Poznaliśmy także nowy design kart Ultimate Team, który moim zdaniem przynajmniej w przypadku złotych zawodników nie powala na kolana. Wartą odnotowania informacją jest fakt, że w „Wirtualnych Klubach” pojawi się cross-play. Tego nie było w poprzednich edycjach FIFA. Fani trybu kariery na pewno się też ucieszą z informacji, że EA SPORTS FC 24 to kilka zmian dotyczących tego aspektu rozgrywki. Od teraz tryb widza będzie umożliwiał bierne śledzenie meczów, agenci piłkarscy zostaną udostępnieni w karierze zawodnika, a do tego w karierze menedżera będzie można zatrudnić trenerów.

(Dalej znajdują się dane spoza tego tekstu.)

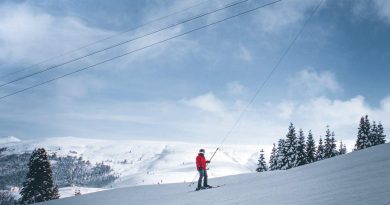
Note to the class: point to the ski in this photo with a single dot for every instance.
(217, 186)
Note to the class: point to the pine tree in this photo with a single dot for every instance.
(262, 165)
(381, 135)
(320, 151)
(310, 148)
(342, 148)
(362, 141)
(330, 144)
(281, 159)
(38, 186)
(301, 150)
(291, 148)
(273, 161)
(333, 147)
(374, 135)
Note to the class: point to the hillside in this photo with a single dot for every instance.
(361, 177)
(143, 162)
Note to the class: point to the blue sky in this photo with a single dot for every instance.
(194, 87)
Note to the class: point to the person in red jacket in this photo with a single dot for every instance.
(202, 169)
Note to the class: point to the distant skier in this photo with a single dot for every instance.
(201, 166)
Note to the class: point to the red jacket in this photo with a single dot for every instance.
(200, 162)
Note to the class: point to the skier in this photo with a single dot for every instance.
(201, 166)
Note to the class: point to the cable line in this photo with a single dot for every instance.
(262, 85)
(139, 49)
(105, 39)
(125, 42)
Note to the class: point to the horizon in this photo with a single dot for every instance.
(194, 88)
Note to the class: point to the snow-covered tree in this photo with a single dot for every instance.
(333, 146)
(310, 148)
(363, 136)
(273, 161)
(262, 165)
(342, 148)
(381, 135)
(373, 138)
(320, 155)
(330, 144)
(301, 150)
(39, 185)
(377, 134)
(282, 159)
(290, 148)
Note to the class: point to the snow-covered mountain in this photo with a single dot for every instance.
(146, 162)
(361, 177)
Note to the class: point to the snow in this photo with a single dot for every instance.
(149, 162)
(70, 191)
(8, 139)
(361, 177)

Na sam koniec twórcy zostawili informację o gameplayu. Ten ma być unikalny i wynieść EA SPORTS FC 24 na zupełnie nowy poziom (chciałbym, żeby serwery tej gry także były na nowym poziomie :)). Nowy tytuł EA to połączenie HyperMotionV, silnika Frostbite oraz systemu „PlayStyles”. Wspomniany system został zrobiony na podstawie zaimplementowanych danych Opty, dzięki czemu deweloperzy mieli możliwość odwzorowania unikalnych zachowań zawodników oraz ich umiejętności technicznych. Jestem niesamowicie ciekawy, jak to wyjdzie w praktyce, ponieważ Hypermotion to interesująca technologia.
Już można zamówić różne edycje EA SPORTS FC 24. Standardowa edycja na konsole kosztuje 369,90 złotych, a na komputery osobiste 319,90 złotych. Oprócz samej gry, preorder zapewni też wypożyczenie Erlinga Haalanda w FUT, karty wypożyczeń ambasadora oraz ambasadorki, miejsce na style gry, punkty osobowości w karierze i trenera z 5 gwiazdkami.
Z kolei edycja Ultimate, która na konsole kosztuje 509,90 złotych, a na PC 469,90 złotych, zaoferuje:
- Bohatera UCL w Ultimate Team (trzeba kupić do 22.08),
- dostęp 7 dni przed premierą,
- 4600 punktów FC Points,
- kampanię Nike Ultimate Team,
- strój i wypożyczenie zawodnika Nike Ultimate Team,
- piłkarza z TOTW 1 w Ultimate Team,
- wszystkie rzeczy zawarte w edycji standardowej.